Les institutions nous exhortent ainsi à croire que l'acte d'élire est la quintessence de la démocratie, et que, réciproquement, la démocratie se matérialise exclusivement à travers le processus électoral. Dans ce nouveau snooze, on va essayer d’interroger cette équation et de comprendre la construction sociale qui la sous-tend.
Au sommaire
Organisait-on des élections avant la Révolution ?
Les élections lors de la naissance des démocratie modernes
Un récit lié à celui de la société de consommation
Organisait-on des élections avant la Révolution ?
Les auteurs grecs anciens considéraient l’élection comme un mode de désignation aristocratique qui avait une fâcheuse tendance à mettre en avant des chefs, des dirigeants charismatiques voire dictatoriaux. À Athènes au Ve siècle avant JC, la plupart des fonctions étaient attribuée par tirage au sort.
Le tirage au sort est considéré comme démocratique, l’élection comme oligarchique.
Aristote, La Politique (IVe siècle av. J.-C)
Les citoyens athéniens (en gros les athéniens de souche, de sexe masculin, ayant fait leur service militaire) pouvaient par exemple être juré au Tribunal du peuple pour une journée ou membre rémunéré du Conseil des Cinq-Cents (assemblée chargée des lois de la cité) pour un an. On ne pouvait exercer plus de deux mandats non consécutifs ce qui favorisait un rotation : on estime par exemple que 50 à 70% des citoyens âgés de plus de trente ans étaient au moins une fois membre du Conseil des Cinq-Cents.
Deux mille ans plus tard, les philosophes des Lumières abonderont dans le même sens. Montesquieu, Diderot, d’Alembert et Rousseau reconnaitront tous le caractère oligarchique de l’élection.
La voie du sort est plus dans la nature de la démocratie. Dans toute véritable démocratie, la magistrature n’est pas un avantage, mais une charge onéreuse qu’on ne peut justement imposer à un particulier plutôt qu’à un autre. La loi seule peut imposer cette charge à celui sur qui le sort tombera.
Jean-Jacques Rousseau, Du contrat social (1762)
L’élection était déjà utilisée en Grèce antique notamment pour les postes militaires. Plus tard, sous l’ancien régime c’est l’Église qui avait souvent recours à ce mode de désignation (désignation des abbés, conclave…). L’élection n’a alors rien à voir avec l’idée de démocratie, elle permet plutôt de légitimer la reproduction d’une élite en minimisant les conflits. Elle est utilisée, la plupart du temps, au sein d’une assemblée homogène pour favoriser la concorde plutôt que pour engager la discussion.

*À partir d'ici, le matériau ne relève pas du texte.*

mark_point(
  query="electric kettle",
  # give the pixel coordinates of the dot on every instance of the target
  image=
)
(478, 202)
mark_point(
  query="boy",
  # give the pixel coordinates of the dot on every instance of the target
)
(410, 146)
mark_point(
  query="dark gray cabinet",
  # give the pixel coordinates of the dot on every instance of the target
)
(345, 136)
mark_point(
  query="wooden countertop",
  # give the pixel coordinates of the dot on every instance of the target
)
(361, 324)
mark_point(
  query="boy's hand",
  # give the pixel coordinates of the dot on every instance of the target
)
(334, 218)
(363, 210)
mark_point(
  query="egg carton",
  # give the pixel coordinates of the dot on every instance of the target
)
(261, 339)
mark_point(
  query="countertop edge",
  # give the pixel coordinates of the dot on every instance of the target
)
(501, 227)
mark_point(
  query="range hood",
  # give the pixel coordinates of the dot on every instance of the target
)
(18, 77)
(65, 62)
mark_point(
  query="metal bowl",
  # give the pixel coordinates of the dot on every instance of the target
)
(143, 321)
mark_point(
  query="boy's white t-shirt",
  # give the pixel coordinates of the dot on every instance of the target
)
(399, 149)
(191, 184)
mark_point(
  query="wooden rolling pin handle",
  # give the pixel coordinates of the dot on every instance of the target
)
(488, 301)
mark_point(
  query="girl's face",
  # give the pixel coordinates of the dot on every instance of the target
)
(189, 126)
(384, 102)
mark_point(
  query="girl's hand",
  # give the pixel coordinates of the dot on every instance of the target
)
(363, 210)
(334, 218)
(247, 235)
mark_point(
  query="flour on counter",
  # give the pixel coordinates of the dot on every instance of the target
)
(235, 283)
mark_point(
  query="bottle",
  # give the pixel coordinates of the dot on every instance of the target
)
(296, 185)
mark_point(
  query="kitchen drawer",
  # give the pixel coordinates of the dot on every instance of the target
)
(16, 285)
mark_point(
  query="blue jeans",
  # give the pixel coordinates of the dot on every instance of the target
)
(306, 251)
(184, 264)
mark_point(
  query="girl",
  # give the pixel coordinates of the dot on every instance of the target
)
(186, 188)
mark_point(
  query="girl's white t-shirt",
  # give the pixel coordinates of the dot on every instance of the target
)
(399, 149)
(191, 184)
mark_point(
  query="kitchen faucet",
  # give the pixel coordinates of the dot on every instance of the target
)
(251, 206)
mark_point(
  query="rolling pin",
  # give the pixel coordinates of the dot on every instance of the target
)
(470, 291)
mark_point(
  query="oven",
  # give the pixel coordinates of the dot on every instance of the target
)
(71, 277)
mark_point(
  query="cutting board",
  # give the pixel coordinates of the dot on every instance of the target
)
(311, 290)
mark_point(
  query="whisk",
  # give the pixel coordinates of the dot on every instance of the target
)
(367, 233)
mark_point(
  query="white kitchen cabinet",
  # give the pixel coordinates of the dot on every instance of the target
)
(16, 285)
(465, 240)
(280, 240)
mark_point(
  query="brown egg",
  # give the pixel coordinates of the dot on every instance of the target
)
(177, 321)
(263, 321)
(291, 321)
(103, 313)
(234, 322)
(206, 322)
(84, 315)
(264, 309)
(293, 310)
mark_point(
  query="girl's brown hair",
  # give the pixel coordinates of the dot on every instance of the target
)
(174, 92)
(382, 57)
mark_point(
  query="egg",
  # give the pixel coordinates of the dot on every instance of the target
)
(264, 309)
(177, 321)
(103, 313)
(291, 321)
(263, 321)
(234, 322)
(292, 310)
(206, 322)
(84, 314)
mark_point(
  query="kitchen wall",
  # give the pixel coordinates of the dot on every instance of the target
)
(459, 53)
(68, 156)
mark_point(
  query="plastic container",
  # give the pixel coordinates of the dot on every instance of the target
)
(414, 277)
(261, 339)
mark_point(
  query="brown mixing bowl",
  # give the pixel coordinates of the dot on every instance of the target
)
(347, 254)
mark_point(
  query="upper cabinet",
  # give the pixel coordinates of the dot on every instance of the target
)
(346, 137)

Ça me rappelle la scène du vote au début de “12 hommes en colère” (Sydney Lumet, 1957). Le jury composé de douze hommes se retire pour délibérer et procède immédiatement à un vote au cours duquel 11 jurés votent “coupable”. Le juré n°8 (Henry Fonda) vote alors “non coupable” :
FOREMAN. Eleven guilty, one not guilty.
FOUR. Oh, what are we doing now ?
EIGHT. I guess we talk.
12 hommes en colère, (Sydney Lumet, 1957)
Henry Fonda arrête le vote pour discuter, pour engager la discussion. Le vote n’ouvre pas le débat, il clôt les débat. À l’issue du débat, les douze jurés revoteront d’ailleurs “non coupable” à l’unanimité.
L’exemple le plus célèbre de ce type d’élection aujourd’hui est sûrement l’élection du pape. “Le droit canon est d’ailleurs à l’origine des procédures électorales modernes (règle majoritaire, vote secret…)” écrit Olivier Christin dans Vox populi. Une histoire du vote avant le suffrage universel.
Mais alors que s’est il passé pour qu’on assimile si facilement aujourd’hui élection et démocratie au point d’inscrire ce mode de désignation et pas un autre dans la Déclaration Universelle ?
On va voir qu’à un moment charnière dans l’histoire, pour des raisons qui n’ont rien de démocratique, ce mode de désignation s’est imposé et a fini par devenir le récit unique du modèle démocratique moderne.
Les élections lors de la naissance des démocratie modernes
Ce qu’on appelle démocratie dans nos sociétés occidentales aujourd’hui provient très largement de trois révolutions modernes, les révolutions anglaise, américaine et française.
Au moment de bâtir les fondations des nouvelles républiques post-révolutionnaires, les pères fondateurs ont dû se prononcer sur le mode de désignation idéal. Ils ne pouvaient ignorer le fonctionnement des démocratiques antiques, les idées des philosophes des Lumières ou les procédures électorales du droit canon mais ils ont choisi une autre voie.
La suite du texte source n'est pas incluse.